BinaryAnalysisPlatform / bap

Binary Analysis Platform
MIT License
2.07k stars 273 forks source link

adds semantics for the x86 SSE floating-point instructions #1466

Closed ivg closed 2 years ago

ivg commented 2 years ago

Introduction

This PR utilizes the recently added intrinsic Primus Lisp primitive and represents and represents floating-point operations as calls to intrinsic functions. The set of operations coincides with the set of floating-point operations in Core Theory and SMT-LIB. The rounding modes and floating-point format are encoded in the name of the intrinsic, e.g., here's how the ADDSD XMM0, qword ptr [RBP + -0x18] is lifted,

00000881: intrinsic:x0 := extract:63:0[extract:127:0[YMM0]]
00000884: intrinsic:x1 := mem[RBP - 0x18, el]:u64
00000887: call @intrinsic:fadd_rne_ieee754_binary with return %00000889

00000889:
0000088a: YMM0 := YMM0 &
          0xFFFFFFFFFFFFFFFFFFFFFFFFFFFFFFFF00000000000000000000000000000000
          | pad:256[intrinsic:y0]

The rounding mode is represented as a parameter, which could be either a constant (the default and is equal to +rne+) or could be read from the MXCSR register).

Deprecated Features

This PR sunsets two existing features.

First, is the legacy floating-point lifter, that previously could be enabled with the --x86-with-floating-points option.

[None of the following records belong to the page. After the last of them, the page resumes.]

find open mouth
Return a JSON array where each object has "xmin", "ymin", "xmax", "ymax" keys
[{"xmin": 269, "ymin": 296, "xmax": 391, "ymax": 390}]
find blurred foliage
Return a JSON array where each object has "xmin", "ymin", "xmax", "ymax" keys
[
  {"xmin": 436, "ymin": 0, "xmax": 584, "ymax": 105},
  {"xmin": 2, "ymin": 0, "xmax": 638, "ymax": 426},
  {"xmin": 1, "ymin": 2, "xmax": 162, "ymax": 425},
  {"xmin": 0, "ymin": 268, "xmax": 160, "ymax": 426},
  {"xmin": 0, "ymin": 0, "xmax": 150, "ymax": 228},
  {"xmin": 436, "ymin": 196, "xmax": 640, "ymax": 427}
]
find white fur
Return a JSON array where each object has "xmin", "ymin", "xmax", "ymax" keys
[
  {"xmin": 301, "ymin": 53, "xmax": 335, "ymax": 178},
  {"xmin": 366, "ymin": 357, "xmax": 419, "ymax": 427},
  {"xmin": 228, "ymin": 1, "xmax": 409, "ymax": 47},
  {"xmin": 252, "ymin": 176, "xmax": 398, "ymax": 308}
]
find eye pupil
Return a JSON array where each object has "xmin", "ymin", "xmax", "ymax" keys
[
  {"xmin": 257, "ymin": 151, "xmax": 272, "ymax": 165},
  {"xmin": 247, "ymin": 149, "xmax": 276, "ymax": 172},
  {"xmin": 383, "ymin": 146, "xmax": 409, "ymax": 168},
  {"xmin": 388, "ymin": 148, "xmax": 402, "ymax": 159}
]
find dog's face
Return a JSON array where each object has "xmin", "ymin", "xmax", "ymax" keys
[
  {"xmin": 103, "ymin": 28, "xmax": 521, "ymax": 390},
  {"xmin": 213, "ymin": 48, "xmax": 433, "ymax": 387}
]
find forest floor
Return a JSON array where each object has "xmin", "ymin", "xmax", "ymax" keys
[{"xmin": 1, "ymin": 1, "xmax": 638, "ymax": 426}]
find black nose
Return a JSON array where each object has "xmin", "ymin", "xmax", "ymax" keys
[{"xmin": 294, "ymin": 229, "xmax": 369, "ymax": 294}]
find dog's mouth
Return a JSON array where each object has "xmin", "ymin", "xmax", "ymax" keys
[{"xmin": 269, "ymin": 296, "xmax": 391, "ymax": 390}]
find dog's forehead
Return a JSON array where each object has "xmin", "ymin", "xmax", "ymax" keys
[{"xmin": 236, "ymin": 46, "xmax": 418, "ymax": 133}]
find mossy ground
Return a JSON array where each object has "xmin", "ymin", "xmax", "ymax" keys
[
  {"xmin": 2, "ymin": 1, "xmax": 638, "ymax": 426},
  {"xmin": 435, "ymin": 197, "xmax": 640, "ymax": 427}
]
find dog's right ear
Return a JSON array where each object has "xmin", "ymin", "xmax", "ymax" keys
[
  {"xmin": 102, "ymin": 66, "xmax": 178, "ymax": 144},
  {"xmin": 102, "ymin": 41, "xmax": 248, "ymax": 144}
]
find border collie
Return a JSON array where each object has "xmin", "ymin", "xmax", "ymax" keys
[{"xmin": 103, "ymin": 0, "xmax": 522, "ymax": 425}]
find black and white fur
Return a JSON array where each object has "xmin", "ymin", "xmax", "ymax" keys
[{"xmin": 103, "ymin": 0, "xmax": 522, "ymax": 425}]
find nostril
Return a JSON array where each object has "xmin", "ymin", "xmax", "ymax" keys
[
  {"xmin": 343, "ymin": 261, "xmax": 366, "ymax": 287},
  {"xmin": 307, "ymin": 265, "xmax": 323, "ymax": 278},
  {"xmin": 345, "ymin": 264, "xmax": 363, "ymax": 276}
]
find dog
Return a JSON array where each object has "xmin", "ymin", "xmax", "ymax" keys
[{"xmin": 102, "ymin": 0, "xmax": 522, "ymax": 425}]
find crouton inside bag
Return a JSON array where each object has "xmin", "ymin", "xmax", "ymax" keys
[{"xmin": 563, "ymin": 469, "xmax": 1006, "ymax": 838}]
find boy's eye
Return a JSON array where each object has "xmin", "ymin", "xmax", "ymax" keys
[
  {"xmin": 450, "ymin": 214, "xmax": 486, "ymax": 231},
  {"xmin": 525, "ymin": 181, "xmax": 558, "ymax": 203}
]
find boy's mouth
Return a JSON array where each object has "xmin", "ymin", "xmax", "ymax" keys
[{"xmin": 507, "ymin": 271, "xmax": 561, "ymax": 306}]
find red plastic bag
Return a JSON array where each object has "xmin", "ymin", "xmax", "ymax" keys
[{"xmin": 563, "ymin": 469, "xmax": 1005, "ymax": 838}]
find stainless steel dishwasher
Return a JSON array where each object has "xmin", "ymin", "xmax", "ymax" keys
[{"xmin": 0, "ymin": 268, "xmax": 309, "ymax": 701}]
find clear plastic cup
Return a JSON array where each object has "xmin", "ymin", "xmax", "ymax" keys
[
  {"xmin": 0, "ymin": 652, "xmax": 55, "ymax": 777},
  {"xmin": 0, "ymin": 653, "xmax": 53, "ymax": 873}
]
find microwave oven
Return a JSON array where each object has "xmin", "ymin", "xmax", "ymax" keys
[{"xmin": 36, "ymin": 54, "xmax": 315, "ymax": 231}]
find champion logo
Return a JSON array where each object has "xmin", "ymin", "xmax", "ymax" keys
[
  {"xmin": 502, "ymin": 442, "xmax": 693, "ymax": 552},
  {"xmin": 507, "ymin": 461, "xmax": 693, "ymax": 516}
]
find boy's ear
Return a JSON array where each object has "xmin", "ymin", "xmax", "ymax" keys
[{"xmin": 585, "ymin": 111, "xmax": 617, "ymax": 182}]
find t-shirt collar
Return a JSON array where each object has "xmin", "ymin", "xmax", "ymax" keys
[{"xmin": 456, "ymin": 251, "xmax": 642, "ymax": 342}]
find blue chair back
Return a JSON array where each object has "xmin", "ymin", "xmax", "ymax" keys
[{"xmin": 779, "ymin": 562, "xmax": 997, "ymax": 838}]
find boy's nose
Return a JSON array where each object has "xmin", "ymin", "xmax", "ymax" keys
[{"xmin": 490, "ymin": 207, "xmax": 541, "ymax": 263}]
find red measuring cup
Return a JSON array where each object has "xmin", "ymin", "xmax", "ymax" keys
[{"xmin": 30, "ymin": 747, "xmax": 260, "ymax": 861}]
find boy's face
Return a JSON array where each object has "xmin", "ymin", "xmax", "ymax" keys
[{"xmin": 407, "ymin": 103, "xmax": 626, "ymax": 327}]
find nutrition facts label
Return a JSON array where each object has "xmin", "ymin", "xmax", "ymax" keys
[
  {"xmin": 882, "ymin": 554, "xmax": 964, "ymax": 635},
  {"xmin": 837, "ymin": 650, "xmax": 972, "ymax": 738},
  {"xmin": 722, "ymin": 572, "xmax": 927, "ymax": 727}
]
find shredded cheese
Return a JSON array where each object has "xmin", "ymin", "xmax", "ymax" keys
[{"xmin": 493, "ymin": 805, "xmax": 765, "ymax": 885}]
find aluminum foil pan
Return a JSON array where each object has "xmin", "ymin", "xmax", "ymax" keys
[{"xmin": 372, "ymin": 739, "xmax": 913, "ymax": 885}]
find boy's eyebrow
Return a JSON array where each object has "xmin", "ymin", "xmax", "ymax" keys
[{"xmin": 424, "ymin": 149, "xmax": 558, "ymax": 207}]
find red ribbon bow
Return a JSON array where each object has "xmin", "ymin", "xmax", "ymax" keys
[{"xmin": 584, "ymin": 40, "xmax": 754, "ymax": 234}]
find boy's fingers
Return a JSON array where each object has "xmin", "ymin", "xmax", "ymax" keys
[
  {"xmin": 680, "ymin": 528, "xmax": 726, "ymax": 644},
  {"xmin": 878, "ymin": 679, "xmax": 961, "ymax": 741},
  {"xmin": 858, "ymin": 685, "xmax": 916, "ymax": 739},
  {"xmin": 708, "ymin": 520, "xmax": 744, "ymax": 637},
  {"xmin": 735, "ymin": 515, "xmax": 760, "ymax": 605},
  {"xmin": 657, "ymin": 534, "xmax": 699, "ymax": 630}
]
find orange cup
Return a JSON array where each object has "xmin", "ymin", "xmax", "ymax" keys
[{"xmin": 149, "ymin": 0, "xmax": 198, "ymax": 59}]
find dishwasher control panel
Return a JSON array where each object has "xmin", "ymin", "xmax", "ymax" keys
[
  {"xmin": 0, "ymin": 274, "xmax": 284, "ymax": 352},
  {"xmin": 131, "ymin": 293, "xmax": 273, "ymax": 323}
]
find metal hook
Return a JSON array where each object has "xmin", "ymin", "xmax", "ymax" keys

While we do not plan to remove it in the foreseeable future, it is not really necessary anymore (other than for comparison and debugging). To make the option name less confusing, it is renamed to --x86-with-legacy-floating-points (as floating points are now enabled by default and there's no need to enable them explicitly). The old option has the same behavior, except that it will print a big fat warning message.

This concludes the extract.